Ich liebe Obst und vor allem Gemüse und deswegen bin ich immer auf der Suche nach neuen Rezepten oder Ideen für Kombinationen  mit anderen Nahrungsmitteln. Ich bin zwar kein Vegetarier, aber ich kann schon mal den einen oder anderen Tag ohne Fleisch auskommen.

 

 

 

Der Autor des Kochbuchs „Täglich vegetarisch “ schreibt selbst, dass er mit diesem Buch verführen möchte und zwar dazu, dass mehr Gemüse gegessen wird. Durch die über 200  Gerichte macht er es dem Leser nicht leicht, denn alle Gerichte sehen lecker aus und wenn sie auch noch einfach herzustellen sind, was will man mehr.

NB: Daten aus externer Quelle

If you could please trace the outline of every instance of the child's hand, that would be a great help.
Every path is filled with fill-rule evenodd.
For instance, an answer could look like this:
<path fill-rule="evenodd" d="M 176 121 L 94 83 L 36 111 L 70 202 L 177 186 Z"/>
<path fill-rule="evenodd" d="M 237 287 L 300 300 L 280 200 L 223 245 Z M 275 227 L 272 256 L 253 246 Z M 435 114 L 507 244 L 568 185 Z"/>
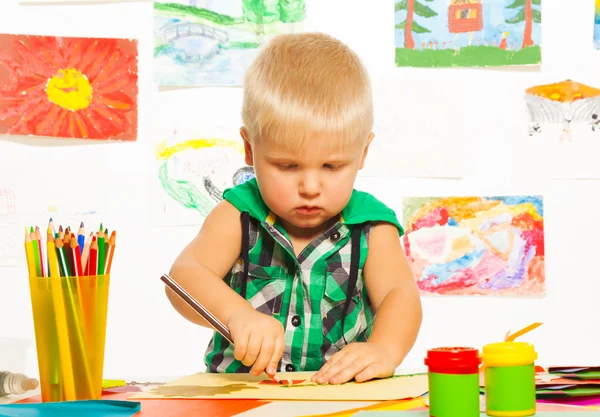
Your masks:
<path fill-rule="evenodd" d="M 285 347 L 279 321 L 255 310 L 244 310 L 232 315 L 227 327 L 235 346 L 233 356 L 246 366 L 253 365 L 252 375 L 258 376 L 265 370 L 271 377 L 277 373 Z"/>
<path fill-rule="evenodd" d="M 381 345 L 370 342 L 350 343 L 333 355 L 313 375 L 312 381 L 318 384 L 341 384 L 354 378 L 356 382 L 363 382 L 391 376 L 395 370 L 392 355 Z"/>

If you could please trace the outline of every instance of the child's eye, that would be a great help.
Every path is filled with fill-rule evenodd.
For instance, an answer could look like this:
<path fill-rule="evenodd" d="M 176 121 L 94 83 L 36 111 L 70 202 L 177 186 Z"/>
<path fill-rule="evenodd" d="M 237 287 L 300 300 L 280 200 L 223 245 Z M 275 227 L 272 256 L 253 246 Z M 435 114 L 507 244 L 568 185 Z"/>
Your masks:
<path fill-rule="evenodd" d="M 323 165 L 323 167 L 325 167 L 325 169 L 329 169 L 331 171 L 335 171 L 337 169 L 340 169 L 341 165 L 325 164 L 325 165 Z"/>
<path fill-rule="evenodd" d="M 289 171 L 289 170 L 294 169 L 296 167 L 297 167 L 296 164 L 279 164 L 279 169 L 283 169 L 285 171 Z"/>

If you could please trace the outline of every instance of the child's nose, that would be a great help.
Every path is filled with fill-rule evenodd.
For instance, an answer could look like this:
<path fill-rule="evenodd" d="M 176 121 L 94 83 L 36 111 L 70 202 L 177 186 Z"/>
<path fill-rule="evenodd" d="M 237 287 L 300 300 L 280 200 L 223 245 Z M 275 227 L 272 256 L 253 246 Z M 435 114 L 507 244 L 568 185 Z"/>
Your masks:
<path fill-rule="evenodd" d="M 314 173 L 307 173 L 300 182 L 300 193 L 304 196 L 314 197 L 321 192 L 321 181 Z"/>

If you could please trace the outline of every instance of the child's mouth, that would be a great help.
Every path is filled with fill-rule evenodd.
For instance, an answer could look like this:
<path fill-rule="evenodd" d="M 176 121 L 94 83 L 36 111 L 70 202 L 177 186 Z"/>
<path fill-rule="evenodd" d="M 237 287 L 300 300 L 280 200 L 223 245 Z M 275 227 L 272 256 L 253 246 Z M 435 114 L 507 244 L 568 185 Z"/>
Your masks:
<path fill-rule="evenodd" d="M 321 212 L 321 208 L 316 206 L 302 206 L 298 207 L 296 212 L 302 216 L 314 216 Z"/>

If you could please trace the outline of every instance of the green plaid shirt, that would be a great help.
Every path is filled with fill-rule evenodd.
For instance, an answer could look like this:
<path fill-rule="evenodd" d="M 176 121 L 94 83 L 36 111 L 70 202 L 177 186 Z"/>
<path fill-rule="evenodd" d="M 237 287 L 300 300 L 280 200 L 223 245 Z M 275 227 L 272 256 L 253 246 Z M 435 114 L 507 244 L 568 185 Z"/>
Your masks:
<path fill-rule="evenodd" d="M 278 371 L 317 371 L 346 342 L 366 341 L 375 315 L 362 276 L 368 236 L 378 221 L 393 223 L 400 235 L 404 233 L 393 210 L 370 194 L 355 190 L 339 221 L 296 257 L 286 231 L 262 200 L 256 180 L 228 189 L 223 196 L 250 214 L 246 299 L 257 311 L 278 319 L 285 329 L 285 350 Z M 342 329 L 353 227 L 363 227 L 359 273 Z M 225 277 L 238 294 L 243 274 L 240 257 Z M 205 354 L 207 371 L 248 372 L 250 368 L 233 357 L 233 350 L 215 332 Z"/>

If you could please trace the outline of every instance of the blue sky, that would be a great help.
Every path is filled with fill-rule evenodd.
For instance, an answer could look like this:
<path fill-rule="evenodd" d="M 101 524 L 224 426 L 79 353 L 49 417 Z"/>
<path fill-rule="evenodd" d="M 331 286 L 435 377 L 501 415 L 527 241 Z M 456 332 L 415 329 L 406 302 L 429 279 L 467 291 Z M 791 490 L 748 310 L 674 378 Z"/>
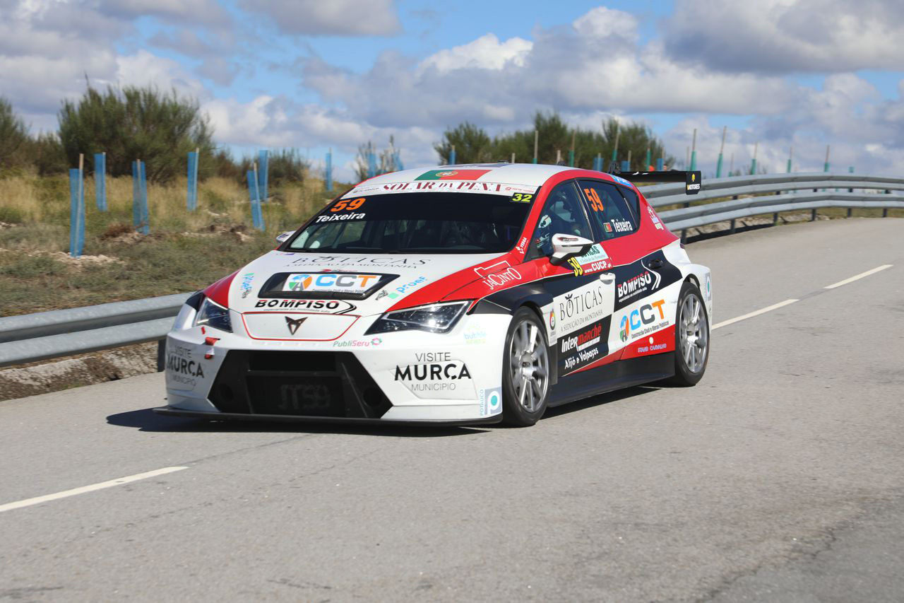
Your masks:
<path fill-rule="evenodd" d="M 528 127 L 537 110 L 643 121 L 701 167 L 904 171 L 899 0 L 457 2 L 0 0 L 0 95 L 34 129 L 96 83 L 173 86 L 236 154 L 395 138 L 430 165 L 445 128 Z"/>

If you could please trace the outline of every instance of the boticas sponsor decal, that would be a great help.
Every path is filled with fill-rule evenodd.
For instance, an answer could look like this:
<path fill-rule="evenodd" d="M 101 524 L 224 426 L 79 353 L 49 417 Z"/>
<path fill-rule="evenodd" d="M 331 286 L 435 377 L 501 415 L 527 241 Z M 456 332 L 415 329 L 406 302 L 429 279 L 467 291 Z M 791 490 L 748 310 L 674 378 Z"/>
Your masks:
<path fill-rule="evenodd" d="M 411 364 L 399 364 L 393 380 L 405 386 L 418 397 L 439 399 L 473 399 L 474 381 L 463 360 L 452 352 L 418 352 Z"/>
<path fill-rule="evenodd" d="M 562 337 L 610 315 L 612 295 L 606 285 L 594 278 L 585 285 L 557 295 L 552 309 L 556 315 L 555 332 Z"/>

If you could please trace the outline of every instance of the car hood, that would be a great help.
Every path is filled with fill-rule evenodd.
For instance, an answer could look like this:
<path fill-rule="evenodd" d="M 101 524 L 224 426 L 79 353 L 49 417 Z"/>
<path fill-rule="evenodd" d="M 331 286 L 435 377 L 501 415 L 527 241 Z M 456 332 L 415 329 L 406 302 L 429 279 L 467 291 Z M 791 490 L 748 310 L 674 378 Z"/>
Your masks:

Die vielen ansprechenden farbigen Bilder lassen einen schon Hunger bekommen und es ist bestimmt für jeden Geschmack etwas dabei. So gibt es Salate, Suppen, Dips, Tartes, Küchlein, Gemüse als Rohkost oder gegart auf die eine oder andere Weise.

Schon beim ersten Durchblättern bin ich auf Seite 40 hängengeblieben, denn dort steht das Rezept für Kürbis mit Lauchfüllung. Also beide Gemüse allein esse ich schon besonders gern, aber auf die Kombination wäre ich so direkt nicht gekommen.  Ich habe Hokkaido-Kürbisse genommen und man sollte am besten gleichgroße nehmen, wegen der Garzeit, denn sonst passiert es, dass man zwar einen warmen, aber doch noch etwas hartes Kürbisfleisch im Innern vorfindet. Als Käse habe ich Parmesan genommen. Einfach nur lecker!

Als nächstes habe ich den Kartoffelsalat „Tartare“ von Seite 79 zubereitet. Was soll ich sagen, es muss nicht immer die dicke Mayonnaise sein, sondern Olivenöl und Kartoffeln ist eine tolle Variante und man spart bestimmt reichlich an Kalorien.

Auf Seite 52 steht das Rezept für  „Kartoffel-Steckrüben-Küchlein“. Steckrüben und Kartoffeln habe ich sonst immer als Suppe serviert, aber dies Rezept ist mal was ganz anderes. Nur den Blätterteig habe ich fertig gekauft, was aber sicherlich dem Rezept nicht geschadet hat.

Für mich gibt es in diesem Kochbuch noch vieles an Rezepten, die ich unbedingt ausprobieren möchte und ich kann es nur jedem empfehlen, der aus Gemüse mal ein ganzes Gericht zaubern möchte und ich kann nur bestätigen, schwierig zuzubereiten sind diese Rezepte nicht, alles was ich bis jetzt ausprobiert habe, war schmackhaft, sättigend und sehr lecker.

Fazit: Man muss nicht Vegetarierer sein um in diesem Kochbuch leckere Rezepte zu finden!